What is a general election?
Prime Minister Theresa May has just announced plans to hold a general election in the UK on 8 June 2017.
A general election gives adults in the UK the chance to have a say on who runs the country.
But how does it all work? Newsround's here to explain...
How does a general election work?
The UK is divided into 650 areas, called constituencies.
Each area has a person called a Member of Parliament (or MP), who represents it in the House of Commons in London.
When you turn 18, you can vote in a general election to choose who you want to be your MP.
So a general election is really 650 individual elections that all happen on one day, across England, Wales, Scotland and Northern Ireland.
On election day, people go to polling stations to vote.
They get a ballot paper, which lists all the candidates - that's the people who want to be that area's MP.
Each person has one vote. They mark the ballot paper with a cross next to the name of the candidate they most want to represent them.
The candidate who gets more votes than anyone else becomes the MP for that area. This is called first past the post.
That candidate wins a seat in the House of Commons.
How is a general election won?
Most MPs belong to groups called political parties.
To win, a political party needs to reach the magic number of 326 MPs, which is half of all of them plus one.
If a political party manages to do this, it is called winning an overall majority, as it has won more seats than all of the other parties added together.
If this happens, the Queen will invite the leader of this party to form the new government.
The party leader will become the prime minister.
What happens if a party doesn't win 326 MPs?
When there is no clear winner - in other words, no political party wins more seats that all the other parties put together - this is what is called a hung parliament.
If this happens, there are two options.
The first one - the bigger parties can try to join up with another party so that together they have 326 or more seats.
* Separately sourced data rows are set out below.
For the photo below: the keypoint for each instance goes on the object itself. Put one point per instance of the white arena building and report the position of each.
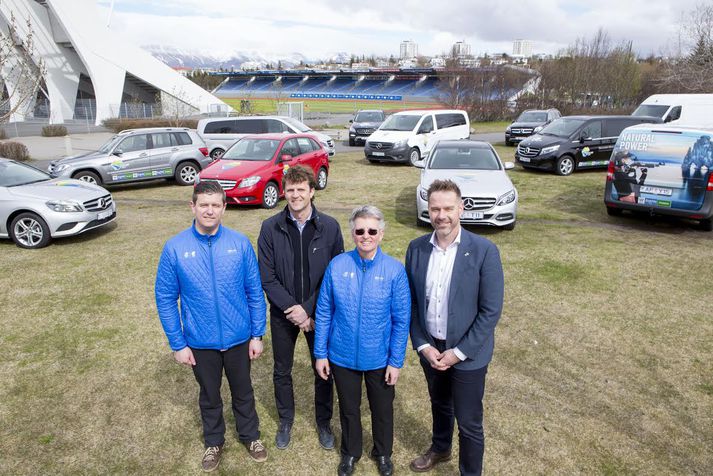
(91, 71)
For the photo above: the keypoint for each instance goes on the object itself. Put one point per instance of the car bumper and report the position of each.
(498, 215)
(395, 154)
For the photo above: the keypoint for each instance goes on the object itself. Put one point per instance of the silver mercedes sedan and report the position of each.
(34, 207)
(489, 197)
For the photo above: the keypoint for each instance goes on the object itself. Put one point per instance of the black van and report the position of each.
(575, 142)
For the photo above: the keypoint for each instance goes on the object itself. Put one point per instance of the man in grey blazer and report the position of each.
(456, 280)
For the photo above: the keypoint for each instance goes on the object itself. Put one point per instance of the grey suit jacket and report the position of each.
(475, 298)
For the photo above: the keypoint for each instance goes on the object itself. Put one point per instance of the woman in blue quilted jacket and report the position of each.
(361, 328)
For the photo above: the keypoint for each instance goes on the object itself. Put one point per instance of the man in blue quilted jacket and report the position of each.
(361, 329)
(219, 326)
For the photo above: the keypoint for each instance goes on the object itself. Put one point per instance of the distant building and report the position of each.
(409, 49)
(461, 49)
(522, 48)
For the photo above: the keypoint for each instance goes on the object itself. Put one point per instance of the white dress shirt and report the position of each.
(438, 283)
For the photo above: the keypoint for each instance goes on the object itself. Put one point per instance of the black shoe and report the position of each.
(326, 437)
(346, 466)
(282, 438)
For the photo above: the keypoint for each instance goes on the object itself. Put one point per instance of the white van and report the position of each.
(409, 135)
(688, 109)
(219, 133)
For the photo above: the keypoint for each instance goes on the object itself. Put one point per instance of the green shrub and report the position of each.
(54, 131)
(14, 151)
(118, 125)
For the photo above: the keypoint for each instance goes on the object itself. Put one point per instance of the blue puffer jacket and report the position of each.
(218, 282)
(363, 312)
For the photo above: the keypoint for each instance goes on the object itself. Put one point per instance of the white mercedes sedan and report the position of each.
(489, 197)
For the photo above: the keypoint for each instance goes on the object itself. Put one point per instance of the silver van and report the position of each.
(219, 133)
(139, 154)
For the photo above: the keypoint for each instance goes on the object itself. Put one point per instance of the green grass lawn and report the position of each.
(603, 361)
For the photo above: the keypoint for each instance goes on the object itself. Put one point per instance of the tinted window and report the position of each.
(449, 120)
(426, 125)
(181, 138)
(134, 143)
(593, 130)
(220, 127)
(251, 126)
(306, 145)
(161, 140)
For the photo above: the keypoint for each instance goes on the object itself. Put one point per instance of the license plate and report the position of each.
(471, 216)
(656, 190)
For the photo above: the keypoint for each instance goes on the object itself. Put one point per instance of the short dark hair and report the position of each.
(444, 186)
(208, 187)
(299, 174)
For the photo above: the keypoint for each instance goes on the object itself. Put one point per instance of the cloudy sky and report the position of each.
(319, 28)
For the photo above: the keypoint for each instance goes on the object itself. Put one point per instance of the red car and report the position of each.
(251, 171)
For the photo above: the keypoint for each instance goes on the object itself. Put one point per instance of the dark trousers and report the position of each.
(381, 405)
(458, 393)
(284, 336)
(209, 374)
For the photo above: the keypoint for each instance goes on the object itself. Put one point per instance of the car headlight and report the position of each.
(64, 206)
(507, 198)
(249, 182)
(547, 150)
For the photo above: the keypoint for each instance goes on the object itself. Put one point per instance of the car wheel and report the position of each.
(614, 212)
(216, 153)
(29, 231)
(565, 165)
(186, 173)
(87, 176)
(414, 155)
(270, 196)
(321, 179)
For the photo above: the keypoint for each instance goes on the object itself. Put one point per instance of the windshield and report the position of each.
(297, 124)
(531, 116)
(252, 149)
(400, 123)
(562, 127)
(464, 158)
(110, 145)
(13, 174)
(369, 116)
(655, 110)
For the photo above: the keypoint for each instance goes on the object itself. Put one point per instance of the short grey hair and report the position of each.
(367, 211)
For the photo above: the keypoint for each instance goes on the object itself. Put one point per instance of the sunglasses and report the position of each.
(361, 231)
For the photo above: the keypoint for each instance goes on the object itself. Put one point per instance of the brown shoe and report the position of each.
(211, 458)
(428, 460)
(257, 451)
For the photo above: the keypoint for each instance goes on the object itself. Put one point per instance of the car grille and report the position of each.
(478, 203)
(530, 152)
(380, 145)
(224, 184)
(98, 204)
(522, 130)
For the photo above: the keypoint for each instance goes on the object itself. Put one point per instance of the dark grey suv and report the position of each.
(139, 154)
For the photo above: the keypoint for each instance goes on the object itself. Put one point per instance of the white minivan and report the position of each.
(688, 109)
(409, 135)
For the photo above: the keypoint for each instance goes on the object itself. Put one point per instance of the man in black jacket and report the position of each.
(294, 248)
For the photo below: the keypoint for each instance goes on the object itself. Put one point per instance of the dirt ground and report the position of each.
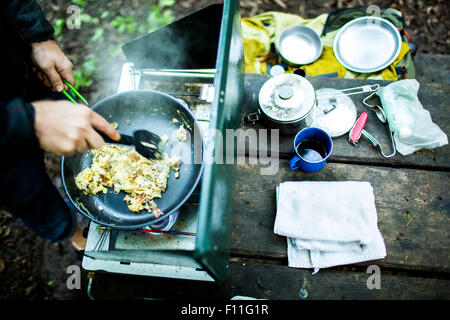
(34, 269)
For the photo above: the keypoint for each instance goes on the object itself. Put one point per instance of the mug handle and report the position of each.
(293, 163)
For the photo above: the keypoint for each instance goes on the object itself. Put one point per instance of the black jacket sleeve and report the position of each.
(17, 136)
(28, 19)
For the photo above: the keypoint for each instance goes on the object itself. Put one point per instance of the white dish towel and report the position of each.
(328, 223)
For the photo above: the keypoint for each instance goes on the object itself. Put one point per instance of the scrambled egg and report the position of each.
(123, 169)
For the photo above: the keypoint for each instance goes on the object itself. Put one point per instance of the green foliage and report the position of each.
(125, 24)
(58, 25)
(84, 76)
(157, 17)
(80, 3)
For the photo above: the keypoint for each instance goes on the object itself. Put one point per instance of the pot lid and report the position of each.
(335, 113)
(286, 97)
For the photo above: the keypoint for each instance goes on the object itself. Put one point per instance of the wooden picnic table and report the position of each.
(412, 201)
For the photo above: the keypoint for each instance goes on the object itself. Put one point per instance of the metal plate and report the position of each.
(367, 44)
(299, 45)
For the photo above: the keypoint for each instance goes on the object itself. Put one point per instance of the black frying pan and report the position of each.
(133, 110)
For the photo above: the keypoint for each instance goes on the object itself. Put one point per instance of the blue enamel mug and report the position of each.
(312, 146)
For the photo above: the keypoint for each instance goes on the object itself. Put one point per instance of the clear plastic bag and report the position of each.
(411, 124)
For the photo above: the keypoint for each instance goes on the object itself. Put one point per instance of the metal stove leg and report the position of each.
(90, 280)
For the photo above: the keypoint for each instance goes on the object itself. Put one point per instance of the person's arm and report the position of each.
(60, 127)
(29, 21)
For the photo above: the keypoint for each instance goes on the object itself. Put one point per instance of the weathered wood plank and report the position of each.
(284, 283)
(412, 205)
(434, 98)
(268, 281)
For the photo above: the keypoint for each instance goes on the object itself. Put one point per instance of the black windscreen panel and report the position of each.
(189, 43)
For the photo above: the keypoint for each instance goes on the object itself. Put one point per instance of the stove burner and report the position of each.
(164, 225)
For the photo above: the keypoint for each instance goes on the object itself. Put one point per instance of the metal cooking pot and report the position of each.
(286, 102)
(133, 110)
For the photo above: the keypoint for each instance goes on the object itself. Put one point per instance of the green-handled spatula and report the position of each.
(147, 144)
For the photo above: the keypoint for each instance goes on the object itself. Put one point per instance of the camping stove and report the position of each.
(150, 251)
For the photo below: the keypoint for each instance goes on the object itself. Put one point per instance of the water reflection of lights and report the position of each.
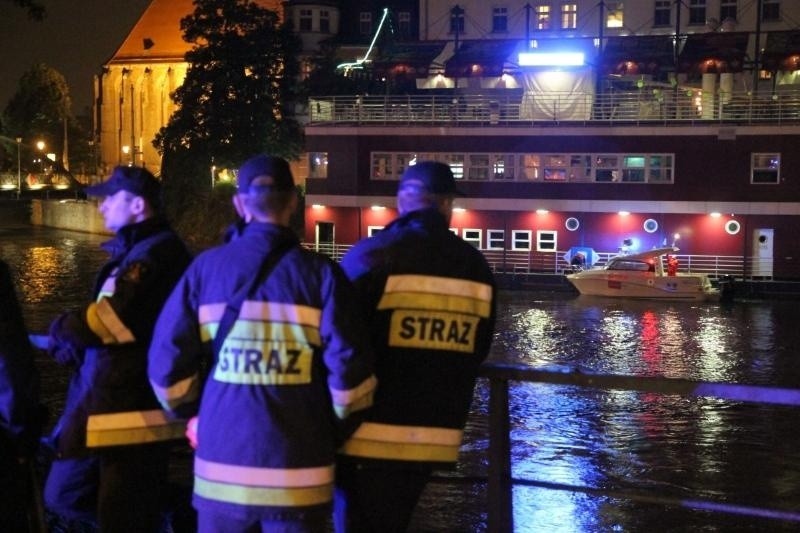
(54, 267)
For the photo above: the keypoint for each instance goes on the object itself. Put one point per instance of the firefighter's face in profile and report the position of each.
(120, 209)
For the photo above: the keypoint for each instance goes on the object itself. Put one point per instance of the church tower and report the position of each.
(132, 93)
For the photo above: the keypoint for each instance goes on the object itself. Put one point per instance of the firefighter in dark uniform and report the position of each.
(288, 364)
(111, 440)
(430, 299)
(20, 414)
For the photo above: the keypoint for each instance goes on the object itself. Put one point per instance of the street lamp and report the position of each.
(19, 169)
(40, 146)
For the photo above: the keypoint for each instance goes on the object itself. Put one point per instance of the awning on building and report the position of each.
(484, 58)
(412, 59)
(718, 52)
(782, 51)
(637, 54)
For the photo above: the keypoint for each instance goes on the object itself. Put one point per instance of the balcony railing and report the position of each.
(532, 262)
(648, 106)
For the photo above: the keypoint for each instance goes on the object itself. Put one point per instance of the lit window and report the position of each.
(456, 163)
(569, 16)
(472, 236)
(479, 166)
(580, 168)
(633, 168)
(555, 167)
(697, 11)
(365, 23)
(500, 19)
(606, 168)
(660, 169)
(503, 166)
(318, 165)
(404, 23)
(542, 17)
(495, 239)
(521, 240)
(765, 168)
(457, 19)
(382, 166)
(305, 20)
(614, 15)
(546, 241)
(531, 166)
(727, 10)
(663, 13)
(324, 21)
(771, 10)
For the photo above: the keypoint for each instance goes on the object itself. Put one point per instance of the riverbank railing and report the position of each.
(521, 262)
(500, 481)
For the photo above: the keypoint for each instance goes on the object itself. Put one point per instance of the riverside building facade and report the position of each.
(579, 126)
(572, 125)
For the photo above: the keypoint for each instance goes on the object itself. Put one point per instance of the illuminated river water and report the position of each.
(662, 445)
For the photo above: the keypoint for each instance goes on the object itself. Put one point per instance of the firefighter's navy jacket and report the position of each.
(19, 381)
(110, 401)
(432, 302)
(295, 362)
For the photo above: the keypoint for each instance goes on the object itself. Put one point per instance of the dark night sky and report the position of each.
(76, 38)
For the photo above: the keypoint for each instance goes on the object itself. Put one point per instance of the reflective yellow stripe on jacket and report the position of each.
(435, 313)
(269, 344)
(280, 487)
(437, 293)
(132, 427)
(404, 443)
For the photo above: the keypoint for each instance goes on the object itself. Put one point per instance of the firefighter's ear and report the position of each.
(138, 205)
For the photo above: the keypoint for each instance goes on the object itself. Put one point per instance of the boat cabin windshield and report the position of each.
(628, 264)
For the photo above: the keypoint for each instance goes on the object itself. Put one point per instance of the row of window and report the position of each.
(641, 168)
(567, 13)
(545, 16)
(521, 240)
(546, 240)
(584, 168)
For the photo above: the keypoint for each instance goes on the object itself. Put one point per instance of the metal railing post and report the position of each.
(500, 518)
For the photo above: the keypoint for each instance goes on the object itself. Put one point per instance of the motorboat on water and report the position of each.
(643, 275)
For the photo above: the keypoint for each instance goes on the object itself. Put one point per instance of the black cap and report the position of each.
(436, 177)
(135, 180)
(275, 169)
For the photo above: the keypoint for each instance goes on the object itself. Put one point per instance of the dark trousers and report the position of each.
(311, 521)
(377, 498)
(121, 488)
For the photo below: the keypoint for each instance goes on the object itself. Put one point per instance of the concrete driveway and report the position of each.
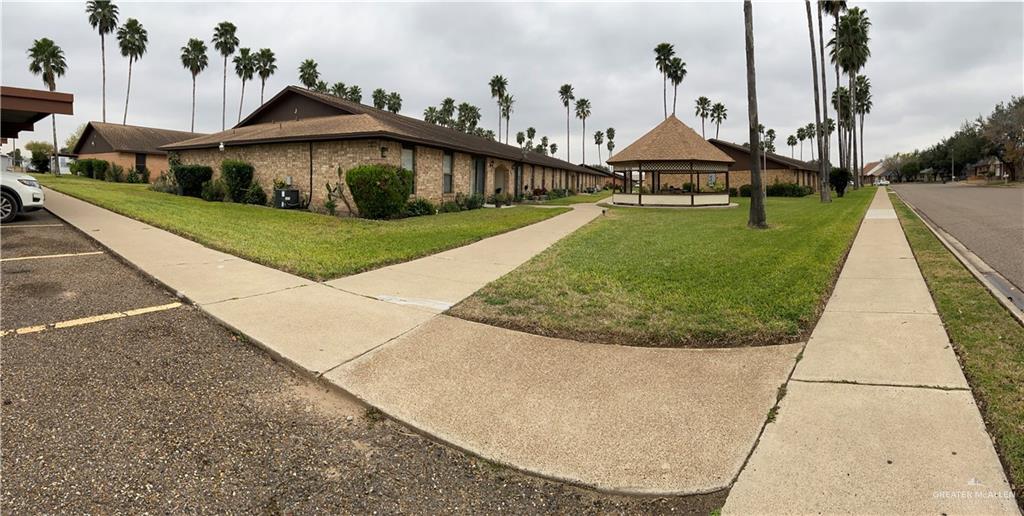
(988, 220)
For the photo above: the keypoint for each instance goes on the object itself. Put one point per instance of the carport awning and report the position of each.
(22, 108)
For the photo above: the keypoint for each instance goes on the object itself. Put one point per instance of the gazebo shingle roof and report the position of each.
(670, 140)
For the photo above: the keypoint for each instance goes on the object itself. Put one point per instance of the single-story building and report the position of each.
(309, 137)
(130, 146)
(778, 169)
They can then rule the country together. This is called a coalition government.
The government in power before the election gets the first chance at doing this.
This happened in 2010. The Conservatives won the most MPs out of everybody, but they did not have an overall majority. They won 306 seats.
So they had to form a partnership with a smaller party so that, when added together, they had enough seats. The Conservatives joined up with the Liberal Democrats (who won 57 seats) to create a government together.
The second one - if the party that won the most MPs, but without getting an overall majority, does not want to join with another party like this, they can try to rule as a minority government.
They can work to reach agreements with smaller political parties to support them in parliament, or try to get support from other MPs for what they want to do as they go along. But if they don't get that support, they risk getting defeated in the House of Commons.
If neither of these options work for any party, then there will be another election.
How often do general elections happen?
By law, a general election must happen at least once every five years, but the government can call to have one sooner than that.
If one is held earlier than expected - like the government wants to do this time - this is called a snap election.
So what happens now?
Before this election could happen, the government needed to get the support of MPs in the House of Commons.
On Wednesday, MPs voted in favour of having a general election on 8 June.
Theresa May, who is the leader of the Conservative party, needed two-thirds of MPs - that's 434 MPs - to support her for the general election to go ahead. 522 MPs voted in favour of it happening.
Jeremy Corbyn, who is the leader of the Labour party (the Conservative party's main opposition), has said: "I welcome the prime minister's decision to give the British people the chance to vote for a government that will put the interests of the majority first."
What will the general election be like?
Politicians across the UK will now have their work cut out to win (or keep) their seat in the House of Commons.
For several weeks, they will be knocking on doors, debating with rivals and delivering speeches to try to convince adults across the UK to vote for them.
They will publish manifestoes - lists of what they plan to do if they are voted into power - so people can decide if they want to vote for them.
It is a hugely important decision for voters as the politicians they choose will work in the Houses of Parliament and regularly debate on big issues that affect how the country is run.